In order to investigate the effects of different functional groups on graphene on the mechanical behavior of carbon fiber reinforced epoxy composites were fabricated by hand layup technique. In this study, three different variety of functionalized graphene (-NH2, -COOH, and -OH) with varying weight percent (i.e. 0.1, 0.3, and 0.5 wt%) was considered. Tensile, interlaminar, and three-point flexural tests were conducted to evaluate the effects of graphene concentration and fiber stacking sequence (i.e. 0/90 degrees and 0/90/ +/- 45 degrees) on composites. The microstructures of the composites were characterized by a scanning electron microscope. Experimental results showed that pristine and functionalized graphene significantly improved the mechanical properties of carbon fiber epoxy composites.

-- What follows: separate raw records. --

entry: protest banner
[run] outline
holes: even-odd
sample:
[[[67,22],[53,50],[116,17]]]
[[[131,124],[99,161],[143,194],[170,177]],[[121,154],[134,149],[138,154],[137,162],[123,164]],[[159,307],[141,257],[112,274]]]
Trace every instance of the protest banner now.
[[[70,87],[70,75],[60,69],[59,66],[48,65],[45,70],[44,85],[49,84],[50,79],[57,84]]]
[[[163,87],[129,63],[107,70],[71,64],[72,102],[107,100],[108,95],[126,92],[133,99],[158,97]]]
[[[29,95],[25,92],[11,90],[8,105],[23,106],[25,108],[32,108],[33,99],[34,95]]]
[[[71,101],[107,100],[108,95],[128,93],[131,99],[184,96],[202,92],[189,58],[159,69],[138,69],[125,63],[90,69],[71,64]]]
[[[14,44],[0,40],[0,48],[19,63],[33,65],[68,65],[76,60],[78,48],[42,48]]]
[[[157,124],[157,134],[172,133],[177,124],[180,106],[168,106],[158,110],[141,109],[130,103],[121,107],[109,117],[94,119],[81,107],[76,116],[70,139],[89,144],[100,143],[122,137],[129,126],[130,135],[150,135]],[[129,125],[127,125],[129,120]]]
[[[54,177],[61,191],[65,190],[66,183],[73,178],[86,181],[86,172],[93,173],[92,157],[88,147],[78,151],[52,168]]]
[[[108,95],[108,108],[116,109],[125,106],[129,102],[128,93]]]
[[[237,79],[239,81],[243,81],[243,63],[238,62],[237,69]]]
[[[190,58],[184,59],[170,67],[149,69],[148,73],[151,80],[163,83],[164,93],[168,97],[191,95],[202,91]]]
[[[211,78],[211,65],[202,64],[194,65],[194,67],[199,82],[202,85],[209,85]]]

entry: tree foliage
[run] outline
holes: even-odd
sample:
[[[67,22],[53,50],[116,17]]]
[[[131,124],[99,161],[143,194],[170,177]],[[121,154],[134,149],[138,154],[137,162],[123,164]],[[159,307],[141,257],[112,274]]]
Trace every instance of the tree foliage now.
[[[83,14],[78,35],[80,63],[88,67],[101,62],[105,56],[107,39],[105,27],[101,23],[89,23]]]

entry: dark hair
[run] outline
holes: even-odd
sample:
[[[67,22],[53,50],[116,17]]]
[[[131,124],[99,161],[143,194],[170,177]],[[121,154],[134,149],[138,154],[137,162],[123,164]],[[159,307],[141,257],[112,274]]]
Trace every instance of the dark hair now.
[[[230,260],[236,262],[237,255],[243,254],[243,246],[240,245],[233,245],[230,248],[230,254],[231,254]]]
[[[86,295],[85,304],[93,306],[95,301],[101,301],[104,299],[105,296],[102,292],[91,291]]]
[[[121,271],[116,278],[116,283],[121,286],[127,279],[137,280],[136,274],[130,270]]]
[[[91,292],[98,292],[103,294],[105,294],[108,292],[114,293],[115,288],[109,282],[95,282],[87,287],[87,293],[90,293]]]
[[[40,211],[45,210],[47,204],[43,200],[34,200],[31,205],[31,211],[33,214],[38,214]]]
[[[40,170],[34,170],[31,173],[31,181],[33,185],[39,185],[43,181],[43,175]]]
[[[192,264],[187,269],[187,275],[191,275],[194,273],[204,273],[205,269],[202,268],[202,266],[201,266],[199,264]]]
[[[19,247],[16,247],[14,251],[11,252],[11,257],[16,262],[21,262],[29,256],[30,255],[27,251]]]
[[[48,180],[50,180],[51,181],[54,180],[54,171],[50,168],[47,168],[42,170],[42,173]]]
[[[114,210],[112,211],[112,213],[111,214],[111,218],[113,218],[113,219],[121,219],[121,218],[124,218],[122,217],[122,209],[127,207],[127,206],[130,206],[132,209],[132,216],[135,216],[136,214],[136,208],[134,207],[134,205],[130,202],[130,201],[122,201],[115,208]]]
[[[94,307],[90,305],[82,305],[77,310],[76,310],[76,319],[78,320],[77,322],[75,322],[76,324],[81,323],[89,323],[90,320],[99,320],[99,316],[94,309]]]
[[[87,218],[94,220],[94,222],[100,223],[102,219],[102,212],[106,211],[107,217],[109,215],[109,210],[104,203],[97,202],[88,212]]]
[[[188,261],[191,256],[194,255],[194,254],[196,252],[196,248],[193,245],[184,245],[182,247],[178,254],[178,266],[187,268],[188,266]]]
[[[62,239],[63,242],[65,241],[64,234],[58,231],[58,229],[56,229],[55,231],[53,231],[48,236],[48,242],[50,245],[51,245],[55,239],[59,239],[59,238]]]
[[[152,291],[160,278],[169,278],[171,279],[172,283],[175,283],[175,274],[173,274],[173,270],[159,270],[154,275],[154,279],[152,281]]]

Compared to neat carbon fiber epoxy composites, the maximum tensile strength of 33.34% and 26.35% were noticed for 0/90 degrees-COOH-0.5 and 0/90/ +/- 45 degrees-NH2-0.3 stacked functionalized graphene modified carbon fiber epoxy composites, respectively. Moreover, 48.44% and 59.1% flexural strength were recorded for 0/90 degrees-COOH-0.3 and 0/90/ +/- 45 degrees-OH-0.5 stacked functionalized graphene modified carbon fiber epoxy composites, respectively. Furthermore, maximum interlaminar shear strength (ILSS) of 120.25% was observed for 0/90/ +/- 45 degrees stacked carbon fiber epoxy composites. Finally, the results obtained with graphene as reinforcement filler can cause a significant improvement in the mechanical performance of fiber composites. Henceforth, they can also be considered as a promising candidate for designing composites for structural applications.